Поворот — меч вязнет в упругом месиве из разбитых костей и порванной кольчуги.
Какого хрена я в это дело ввязался?
Неустрой дотянулся мечом до горла очередного врага, не замечая занесённого над головой клинка.
Зачем мне эта головная боль?
И ещё один валится под копыта коней.
Летняя степь пахнет полынью. Летом над степью идёт широкой волной сильный и ровный ветер, раскачивая в рощах и колках деревья, перекатывая волны по травам опричь Звонкого Ручья.
— Неустрой! Сынок! — это мать зовёт его в вечереющей степи, прикрывая глаза ладонью от слепящего закатного солнца.
А он, мальчишка, затаился в высоких камышах у реки с самодельным слабеньким луком, зачарованно глядя на заходящую от солнца семью лебедей.

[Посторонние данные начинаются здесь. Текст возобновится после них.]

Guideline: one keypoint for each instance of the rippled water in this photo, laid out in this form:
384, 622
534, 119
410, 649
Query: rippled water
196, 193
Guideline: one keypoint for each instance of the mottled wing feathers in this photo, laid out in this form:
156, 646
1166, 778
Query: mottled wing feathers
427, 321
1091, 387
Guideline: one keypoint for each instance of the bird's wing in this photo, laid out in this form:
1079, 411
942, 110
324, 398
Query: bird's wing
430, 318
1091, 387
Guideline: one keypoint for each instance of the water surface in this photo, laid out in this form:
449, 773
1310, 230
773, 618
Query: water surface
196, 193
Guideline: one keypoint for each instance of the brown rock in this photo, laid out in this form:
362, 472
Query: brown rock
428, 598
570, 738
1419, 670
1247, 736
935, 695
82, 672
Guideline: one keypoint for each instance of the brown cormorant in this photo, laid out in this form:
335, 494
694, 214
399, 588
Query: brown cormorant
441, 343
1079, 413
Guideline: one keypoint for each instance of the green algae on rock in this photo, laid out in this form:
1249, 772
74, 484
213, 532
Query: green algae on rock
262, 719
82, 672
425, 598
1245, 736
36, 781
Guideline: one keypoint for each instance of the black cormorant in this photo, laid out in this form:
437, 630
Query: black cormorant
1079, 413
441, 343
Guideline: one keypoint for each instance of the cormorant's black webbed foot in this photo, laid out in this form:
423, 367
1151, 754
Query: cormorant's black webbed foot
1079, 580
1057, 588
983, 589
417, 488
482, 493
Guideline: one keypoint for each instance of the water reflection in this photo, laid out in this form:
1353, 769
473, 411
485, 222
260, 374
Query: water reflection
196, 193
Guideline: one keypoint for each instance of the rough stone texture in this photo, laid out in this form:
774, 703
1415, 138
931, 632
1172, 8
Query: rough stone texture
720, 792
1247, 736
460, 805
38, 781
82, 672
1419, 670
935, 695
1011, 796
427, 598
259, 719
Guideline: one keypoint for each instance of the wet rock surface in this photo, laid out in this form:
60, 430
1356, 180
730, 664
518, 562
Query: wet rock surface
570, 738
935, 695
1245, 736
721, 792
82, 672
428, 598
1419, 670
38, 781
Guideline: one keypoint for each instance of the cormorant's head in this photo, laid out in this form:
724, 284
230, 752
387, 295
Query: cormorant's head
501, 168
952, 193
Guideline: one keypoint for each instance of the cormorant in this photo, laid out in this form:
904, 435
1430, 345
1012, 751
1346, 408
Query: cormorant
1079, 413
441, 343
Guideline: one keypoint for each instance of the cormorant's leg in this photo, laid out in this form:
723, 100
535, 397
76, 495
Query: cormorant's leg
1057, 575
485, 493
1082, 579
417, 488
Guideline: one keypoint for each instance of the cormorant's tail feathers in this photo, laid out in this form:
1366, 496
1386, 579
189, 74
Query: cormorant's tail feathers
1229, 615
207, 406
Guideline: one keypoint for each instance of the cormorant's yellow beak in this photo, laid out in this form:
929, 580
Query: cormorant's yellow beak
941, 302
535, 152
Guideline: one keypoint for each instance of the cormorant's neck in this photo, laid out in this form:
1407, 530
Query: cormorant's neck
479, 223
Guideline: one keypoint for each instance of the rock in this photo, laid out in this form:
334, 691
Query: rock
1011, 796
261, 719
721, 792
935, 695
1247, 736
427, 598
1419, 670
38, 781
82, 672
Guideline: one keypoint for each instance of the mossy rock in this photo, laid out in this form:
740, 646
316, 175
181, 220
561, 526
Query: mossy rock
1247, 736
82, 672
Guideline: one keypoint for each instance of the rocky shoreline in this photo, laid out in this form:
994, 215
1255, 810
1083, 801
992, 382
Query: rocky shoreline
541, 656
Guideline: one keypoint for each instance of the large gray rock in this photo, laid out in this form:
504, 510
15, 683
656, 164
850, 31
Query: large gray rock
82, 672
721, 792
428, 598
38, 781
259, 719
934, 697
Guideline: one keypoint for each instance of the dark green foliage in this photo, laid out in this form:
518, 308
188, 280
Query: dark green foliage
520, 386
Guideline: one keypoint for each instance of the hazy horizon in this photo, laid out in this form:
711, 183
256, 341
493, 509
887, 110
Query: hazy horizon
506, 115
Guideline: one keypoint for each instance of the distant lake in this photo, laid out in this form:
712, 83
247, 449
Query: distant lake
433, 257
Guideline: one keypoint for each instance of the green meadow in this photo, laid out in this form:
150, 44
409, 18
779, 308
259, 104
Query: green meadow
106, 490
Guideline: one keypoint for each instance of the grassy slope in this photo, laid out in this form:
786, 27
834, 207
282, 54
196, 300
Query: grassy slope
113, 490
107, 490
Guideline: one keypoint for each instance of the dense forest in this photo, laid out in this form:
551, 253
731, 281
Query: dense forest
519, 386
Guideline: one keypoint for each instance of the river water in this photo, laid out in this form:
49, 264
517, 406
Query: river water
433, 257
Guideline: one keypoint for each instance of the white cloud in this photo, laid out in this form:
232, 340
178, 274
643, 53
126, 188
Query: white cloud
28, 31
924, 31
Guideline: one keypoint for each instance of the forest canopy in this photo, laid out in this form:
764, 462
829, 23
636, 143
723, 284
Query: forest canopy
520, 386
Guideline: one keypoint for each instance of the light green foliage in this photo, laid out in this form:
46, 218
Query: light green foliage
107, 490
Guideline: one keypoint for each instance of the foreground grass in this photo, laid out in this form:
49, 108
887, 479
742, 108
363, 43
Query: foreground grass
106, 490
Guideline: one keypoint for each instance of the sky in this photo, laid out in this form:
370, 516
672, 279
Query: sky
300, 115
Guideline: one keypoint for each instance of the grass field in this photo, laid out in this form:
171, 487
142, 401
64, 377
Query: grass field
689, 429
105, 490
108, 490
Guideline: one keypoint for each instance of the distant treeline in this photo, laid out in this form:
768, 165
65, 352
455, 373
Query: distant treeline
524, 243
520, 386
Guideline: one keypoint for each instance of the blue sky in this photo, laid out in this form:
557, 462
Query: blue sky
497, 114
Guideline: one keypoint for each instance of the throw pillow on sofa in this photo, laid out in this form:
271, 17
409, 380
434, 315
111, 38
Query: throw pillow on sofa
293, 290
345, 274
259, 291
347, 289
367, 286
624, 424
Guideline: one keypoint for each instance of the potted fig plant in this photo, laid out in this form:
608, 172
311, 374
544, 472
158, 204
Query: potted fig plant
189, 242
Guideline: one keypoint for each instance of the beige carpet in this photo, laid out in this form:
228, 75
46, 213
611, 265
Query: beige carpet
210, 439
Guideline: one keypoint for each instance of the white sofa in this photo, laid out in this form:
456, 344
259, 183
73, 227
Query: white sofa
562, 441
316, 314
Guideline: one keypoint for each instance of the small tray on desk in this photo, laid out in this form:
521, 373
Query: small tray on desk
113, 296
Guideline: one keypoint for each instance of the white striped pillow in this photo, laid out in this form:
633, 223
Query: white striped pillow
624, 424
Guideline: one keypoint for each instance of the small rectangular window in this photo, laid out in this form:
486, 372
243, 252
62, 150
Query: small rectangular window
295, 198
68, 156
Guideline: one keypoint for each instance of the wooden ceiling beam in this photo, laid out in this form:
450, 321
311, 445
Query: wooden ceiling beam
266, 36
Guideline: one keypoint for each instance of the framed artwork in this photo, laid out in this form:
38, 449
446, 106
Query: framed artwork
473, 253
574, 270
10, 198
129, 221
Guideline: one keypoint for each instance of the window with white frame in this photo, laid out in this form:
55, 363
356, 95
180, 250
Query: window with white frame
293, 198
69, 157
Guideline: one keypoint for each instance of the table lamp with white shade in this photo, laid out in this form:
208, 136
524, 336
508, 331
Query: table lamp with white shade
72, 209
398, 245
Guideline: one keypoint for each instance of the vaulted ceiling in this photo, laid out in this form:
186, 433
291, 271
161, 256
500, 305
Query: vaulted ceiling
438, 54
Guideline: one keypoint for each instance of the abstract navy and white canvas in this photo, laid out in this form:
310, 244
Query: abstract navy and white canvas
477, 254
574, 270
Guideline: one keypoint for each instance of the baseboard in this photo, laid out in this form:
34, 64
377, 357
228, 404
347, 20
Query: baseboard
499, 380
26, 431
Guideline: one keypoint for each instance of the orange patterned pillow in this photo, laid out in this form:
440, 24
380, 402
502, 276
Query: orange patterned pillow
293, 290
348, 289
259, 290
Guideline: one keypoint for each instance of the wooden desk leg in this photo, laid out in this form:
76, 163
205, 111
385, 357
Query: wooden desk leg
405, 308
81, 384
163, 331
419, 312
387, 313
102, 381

И не слышит зова матери.
Шею сзади рвануло дикой болью.
Зачем я во всё это ввязался?
Выпустив меч, Неустрой свесился с седла, пачкая рыжую конскую шкуру кровью.
Шепель, видя гибель брата, по-звериному взвыл, поворотил коня и бросился на рыжеусого полоцкого кметя, который срубил Неустроя.
Молодой кметь поворотил коня навстречь, и Несмеян невольно вздрогнул — словно выходца с Той Стороны увидел! Только что свалил парня — и вот ещё один, а на лицо — тот же!
Оторопь остановила уже разлетевшийся в размахе меч, и парень одним ударом вышиб его из ослабелой руки. Сталь свистнула около самого лица, и Несмеян вмиг очнулся, поняв причину замешательства.
Близнецы!
Оторопь прошла, и гридень, не дожидаясь, пока парень замахнётся вновь, ударил его в лицо кулаком в боевой перчатке со стальными нашитыми лепестками. Брызнула кровь, парень вскрикнул и завалился назад, роняя меч.
На него почти тут же навалились Несмеяновы кмети, выкручивая руки. Гридень поднял голову и огляделся.